In this case, though, several oil companies like the tax because it figures to cost them far less than other proposals to reduce greenhouse gas emissions, including provisions in the climate bill the House passed last year.
The Senate bill's sponsors appear to want the revenue raised from the tax to fund a variety of programs that would lower industrial emissions, including helping manufacturers reduce energy use or boosting wind and solar power installations by electric utilities.
But the tax has encountered stiff behind-the-scenes resistance from some Democrats, who fear the political specter of increasing gasoline prices as the national average cost of gasoline is expected to crest $3 a gallon this summer.
And no other Republicans have publicly announced support for the framework legislation that Graham and the others are circulating on Capitol Hill. Attracting significant Republican support for a bill featuring a tax increase would run counter to historical political trends and to the anti-tax outrage percolating among the "tea party" activists in the GOP base.
Sources say the resistance extends to some Obama administration officials. In a statement, White House spokesman Ben Labolt said only that President Obama was "encouraged by the work of Sens. Kerry, Lieberman and Graham to move forward bipartisan, comprehensive energy and climate legislation" and that "we look forward to reviewing the details of the legislation when they are finalized."

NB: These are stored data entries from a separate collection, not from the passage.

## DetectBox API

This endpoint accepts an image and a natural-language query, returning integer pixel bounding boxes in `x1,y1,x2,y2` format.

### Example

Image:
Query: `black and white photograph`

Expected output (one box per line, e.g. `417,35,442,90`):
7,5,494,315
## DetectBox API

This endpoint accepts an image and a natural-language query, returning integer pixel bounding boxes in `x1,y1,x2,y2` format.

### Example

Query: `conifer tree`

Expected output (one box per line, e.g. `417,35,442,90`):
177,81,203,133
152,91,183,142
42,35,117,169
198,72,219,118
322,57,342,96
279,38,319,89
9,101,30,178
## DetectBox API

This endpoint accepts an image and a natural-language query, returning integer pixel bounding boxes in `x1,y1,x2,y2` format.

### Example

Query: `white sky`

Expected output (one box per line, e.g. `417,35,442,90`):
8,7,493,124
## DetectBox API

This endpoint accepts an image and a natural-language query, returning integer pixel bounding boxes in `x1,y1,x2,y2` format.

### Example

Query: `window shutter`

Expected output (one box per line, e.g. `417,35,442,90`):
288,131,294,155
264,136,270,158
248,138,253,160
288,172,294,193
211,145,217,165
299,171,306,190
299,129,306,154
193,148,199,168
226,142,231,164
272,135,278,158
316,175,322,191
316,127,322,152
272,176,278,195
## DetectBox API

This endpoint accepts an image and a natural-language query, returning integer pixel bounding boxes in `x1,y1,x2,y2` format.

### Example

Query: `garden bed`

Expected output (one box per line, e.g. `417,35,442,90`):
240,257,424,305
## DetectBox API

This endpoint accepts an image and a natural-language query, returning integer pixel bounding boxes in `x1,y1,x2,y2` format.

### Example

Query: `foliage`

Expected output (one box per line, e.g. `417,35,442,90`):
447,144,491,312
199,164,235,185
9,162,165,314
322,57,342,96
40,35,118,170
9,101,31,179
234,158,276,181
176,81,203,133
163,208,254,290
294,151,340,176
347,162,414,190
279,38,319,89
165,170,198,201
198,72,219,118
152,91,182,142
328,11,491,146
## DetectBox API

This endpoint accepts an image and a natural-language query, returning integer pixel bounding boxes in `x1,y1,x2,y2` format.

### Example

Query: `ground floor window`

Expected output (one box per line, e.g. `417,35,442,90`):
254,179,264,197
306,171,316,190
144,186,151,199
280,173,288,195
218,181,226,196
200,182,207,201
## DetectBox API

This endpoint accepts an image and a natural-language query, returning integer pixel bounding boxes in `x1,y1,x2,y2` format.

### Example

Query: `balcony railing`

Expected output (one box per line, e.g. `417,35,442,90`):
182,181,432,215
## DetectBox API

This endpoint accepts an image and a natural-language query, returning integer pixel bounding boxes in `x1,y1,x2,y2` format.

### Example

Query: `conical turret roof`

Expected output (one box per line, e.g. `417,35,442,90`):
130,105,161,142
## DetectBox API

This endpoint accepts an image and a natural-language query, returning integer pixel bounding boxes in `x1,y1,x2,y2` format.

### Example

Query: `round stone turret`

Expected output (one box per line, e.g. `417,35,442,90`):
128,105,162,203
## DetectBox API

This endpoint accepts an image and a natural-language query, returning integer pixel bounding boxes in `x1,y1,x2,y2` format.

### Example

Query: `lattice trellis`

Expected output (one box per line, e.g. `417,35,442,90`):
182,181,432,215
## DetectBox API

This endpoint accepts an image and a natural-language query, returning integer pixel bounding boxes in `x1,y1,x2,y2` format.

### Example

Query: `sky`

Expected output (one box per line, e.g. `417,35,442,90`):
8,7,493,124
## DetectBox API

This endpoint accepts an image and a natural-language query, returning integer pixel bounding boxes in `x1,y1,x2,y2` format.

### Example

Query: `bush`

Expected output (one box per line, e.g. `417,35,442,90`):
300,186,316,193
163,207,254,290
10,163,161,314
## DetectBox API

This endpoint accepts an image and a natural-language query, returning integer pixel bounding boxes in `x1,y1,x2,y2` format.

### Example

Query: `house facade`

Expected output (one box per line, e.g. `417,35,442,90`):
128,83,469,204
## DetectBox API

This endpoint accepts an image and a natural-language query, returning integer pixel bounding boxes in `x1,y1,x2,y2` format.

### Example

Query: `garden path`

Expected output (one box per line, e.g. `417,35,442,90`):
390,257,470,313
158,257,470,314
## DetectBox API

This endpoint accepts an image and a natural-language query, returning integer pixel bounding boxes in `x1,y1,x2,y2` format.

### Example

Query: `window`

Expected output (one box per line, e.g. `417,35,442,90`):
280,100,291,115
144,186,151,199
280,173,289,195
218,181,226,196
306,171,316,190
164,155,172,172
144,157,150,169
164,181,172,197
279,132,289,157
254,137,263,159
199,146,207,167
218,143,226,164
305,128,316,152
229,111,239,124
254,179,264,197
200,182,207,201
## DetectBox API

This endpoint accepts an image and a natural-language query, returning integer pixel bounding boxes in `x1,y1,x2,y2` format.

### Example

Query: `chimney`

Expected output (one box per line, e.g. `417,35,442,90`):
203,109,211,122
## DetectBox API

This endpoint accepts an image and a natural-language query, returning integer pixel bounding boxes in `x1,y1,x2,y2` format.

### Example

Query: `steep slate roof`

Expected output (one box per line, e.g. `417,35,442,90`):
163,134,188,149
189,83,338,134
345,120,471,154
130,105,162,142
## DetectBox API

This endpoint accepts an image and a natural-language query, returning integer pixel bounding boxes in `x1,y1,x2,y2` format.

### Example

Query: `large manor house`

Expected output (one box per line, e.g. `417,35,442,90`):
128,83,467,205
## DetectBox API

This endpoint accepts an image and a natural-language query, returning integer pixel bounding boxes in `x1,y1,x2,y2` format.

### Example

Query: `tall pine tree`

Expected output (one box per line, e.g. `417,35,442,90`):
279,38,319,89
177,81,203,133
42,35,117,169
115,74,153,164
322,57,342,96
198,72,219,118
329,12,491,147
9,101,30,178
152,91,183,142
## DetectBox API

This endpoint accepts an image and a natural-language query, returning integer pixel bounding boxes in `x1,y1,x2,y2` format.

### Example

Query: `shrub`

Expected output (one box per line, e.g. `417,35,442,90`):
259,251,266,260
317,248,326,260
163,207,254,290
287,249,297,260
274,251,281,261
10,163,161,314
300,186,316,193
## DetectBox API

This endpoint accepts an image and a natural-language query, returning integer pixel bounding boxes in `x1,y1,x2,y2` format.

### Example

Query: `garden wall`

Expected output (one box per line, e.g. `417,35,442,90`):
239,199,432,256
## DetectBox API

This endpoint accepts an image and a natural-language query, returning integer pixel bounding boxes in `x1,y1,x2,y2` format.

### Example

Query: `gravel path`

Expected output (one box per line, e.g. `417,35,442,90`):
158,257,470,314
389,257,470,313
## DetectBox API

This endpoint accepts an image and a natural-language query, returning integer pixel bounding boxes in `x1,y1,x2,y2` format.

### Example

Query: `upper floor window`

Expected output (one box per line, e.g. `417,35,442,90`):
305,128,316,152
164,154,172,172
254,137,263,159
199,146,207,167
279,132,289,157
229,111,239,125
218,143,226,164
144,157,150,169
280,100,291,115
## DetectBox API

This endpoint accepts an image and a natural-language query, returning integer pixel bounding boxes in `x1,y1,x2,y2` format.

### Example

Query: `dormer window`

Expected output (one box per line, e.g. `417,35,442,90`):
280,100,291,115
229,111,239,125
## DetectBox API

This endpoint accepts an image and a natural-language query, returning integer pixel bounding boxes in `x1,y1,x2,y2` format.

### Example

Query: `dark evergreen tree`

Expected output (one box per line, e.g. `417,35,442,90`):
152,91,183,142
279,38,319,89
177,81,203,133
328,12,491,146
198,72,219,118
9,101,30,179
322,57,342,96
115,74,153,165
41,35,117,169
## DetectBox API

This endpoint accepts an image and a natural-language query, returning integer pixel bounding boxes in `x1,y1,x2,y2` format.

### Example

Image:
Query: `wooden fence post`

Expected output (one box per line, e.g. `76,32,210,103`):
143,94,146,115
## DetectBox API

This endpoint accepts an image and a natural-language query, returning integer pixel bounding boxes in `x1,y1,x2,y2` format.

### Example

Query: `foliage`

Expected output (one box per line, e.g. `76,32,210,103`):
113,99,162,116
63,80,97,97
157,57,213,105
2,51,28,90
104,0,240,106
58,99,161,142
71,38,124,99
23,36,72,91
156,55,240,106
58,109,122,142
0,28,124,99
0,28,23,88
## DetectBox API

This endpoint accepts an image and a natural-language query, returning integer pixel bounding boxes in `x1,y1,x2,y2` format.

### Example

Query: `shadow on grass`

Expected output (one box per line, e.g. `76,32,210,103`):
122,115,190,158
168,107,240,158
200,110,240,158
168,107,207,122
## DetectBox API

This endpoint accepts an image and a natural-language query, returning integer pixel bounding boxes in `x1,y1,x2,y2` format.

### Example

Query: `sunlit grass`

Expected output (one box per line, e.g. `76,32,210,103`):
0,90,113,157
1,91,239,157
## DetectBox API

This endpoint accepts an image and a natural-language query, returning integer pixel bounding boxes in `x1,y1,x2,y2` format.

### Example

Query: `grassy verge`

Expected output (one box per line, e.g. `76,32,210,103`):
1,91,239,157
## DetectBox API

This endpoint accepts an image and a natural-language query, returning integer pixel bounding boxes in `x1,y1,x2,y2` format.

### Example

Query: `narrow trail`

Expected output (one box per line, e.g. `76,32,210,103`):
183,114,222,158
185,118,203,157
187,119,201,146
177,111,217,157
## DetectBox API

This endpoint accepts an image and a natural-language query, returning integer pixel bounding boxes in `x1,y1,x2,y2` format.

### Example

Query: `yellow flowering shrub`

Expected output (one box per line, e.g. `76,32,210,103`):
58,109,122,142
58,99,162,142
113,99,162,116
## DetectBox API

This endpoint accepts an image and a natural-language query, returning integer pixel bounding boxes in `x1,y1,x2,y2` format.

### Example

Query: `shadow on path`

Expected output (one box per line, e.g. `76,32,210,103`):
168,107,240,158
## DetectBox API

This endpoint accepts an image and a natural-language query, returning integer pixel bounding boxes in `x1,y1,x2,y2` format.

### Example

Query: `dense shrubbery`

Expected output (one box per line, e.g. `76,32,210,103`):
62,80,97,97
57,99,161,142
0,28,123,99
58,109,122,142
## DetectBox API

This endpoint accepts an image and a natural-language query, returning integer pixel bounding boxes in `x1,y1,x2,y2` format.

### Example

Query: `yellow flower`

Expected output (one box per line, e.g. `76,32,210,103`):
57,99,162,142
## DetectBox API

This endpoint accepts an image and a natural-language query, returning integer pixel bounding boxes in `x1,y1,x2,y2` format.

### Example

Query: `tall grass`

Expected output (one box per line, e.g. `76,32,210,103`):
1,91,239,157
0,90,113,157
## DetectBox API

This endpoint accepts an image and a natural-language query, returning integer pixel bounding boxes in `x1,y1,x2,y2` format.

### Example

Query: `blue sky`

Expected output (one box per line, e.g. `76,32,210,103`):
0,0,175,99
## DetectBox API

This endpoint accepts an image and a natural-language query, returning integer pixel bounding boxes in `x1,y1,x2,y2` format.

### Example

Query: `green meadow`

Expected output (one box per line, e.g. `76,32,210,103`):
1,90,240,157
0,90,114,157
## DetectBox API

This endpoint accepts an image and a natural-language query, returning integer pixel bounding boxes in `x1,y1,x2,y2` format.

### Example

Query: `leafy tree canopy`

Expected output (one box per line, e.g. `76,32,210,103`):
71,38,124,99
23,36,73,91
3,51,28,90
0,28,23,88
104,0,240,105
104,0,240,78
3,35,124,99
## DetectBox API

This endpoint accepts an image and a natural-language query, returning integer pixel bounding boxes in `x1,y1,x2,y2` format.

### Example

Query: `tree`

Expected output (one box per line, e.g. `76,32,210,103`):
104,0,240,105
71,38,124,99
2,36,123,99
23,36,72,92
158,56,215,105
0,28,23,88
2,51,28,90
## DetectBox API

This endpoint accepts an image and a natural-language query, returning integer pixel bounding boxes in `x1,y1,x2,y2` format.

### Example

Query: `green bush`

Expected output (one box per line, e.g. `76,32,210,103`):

Some industry analysts and environmentalists question how much a tax would do to reduce emissions from gasoline, particularly if the extra cost to motorists is measured in cents, not dollars.
Proponents call the tax approach under consideration a "linked fee," because it links the extra cost for gasoline to the average cost of greenhouse gas emission permits created through a so-called cap-and-trade system for electric utilities. That system would set a declining limit on emissions from power plants and force utilities to buy permits, on a trading market, to emit heat-trapping gases. Under the linked-fee proposal, gasoline taxes would rise in tandem with the prices of industrial emission permits, or fall if the price of permits declines.
As negotiations build toward a scheduled unveiling of the bill next week, it's still unclear whether major oil companies and their trade group, the American Petroleum Institute, will explicitly endorse the legislation or at least agree not to fund an ad campaign opposing it. Proponents of a climate bill say such backing would be a major coup.
"Getting major oil companies to truly and aggressively support a specific bill mandating greenhouse gas emissions limits and a carbon price would be a significant political accomplishment," said Paul W. Bledsoe, a former Clinton administration official now with the bipartisan National Commission on Energy Policy.
Other analysts wonder whether increasingly populist Republicans would follow the industry and support the bill.
"It's not clear that a linked fee creates a path to 60 votes" to overcome Senate procedural hurdles, said Scott Segal, a lobbyist for the Bracewell & Giuliani law firm in Washington who represents utilities and refiners on climate policy.
Unquestionably, Big Oil can be a formidable opponent: The petroleum institute recently spent millions on ads blasting an Obama proposal to end some industry tax breaks. The group is currently neutral on the linked-fee plan. It needs to see details on the full climate bill and an Energy Information Administration analysis of its effects before taking a position, said Lou Hayden, its senior director for federal relations.
If oil companies do back the bill, climate activists will find themselves joining forces with an industry they've long demonized. The tax could also put senators who vote for the bill at the mercy of election attacks if gas prices spike before November -- even though the tax would probably not kick in for several years.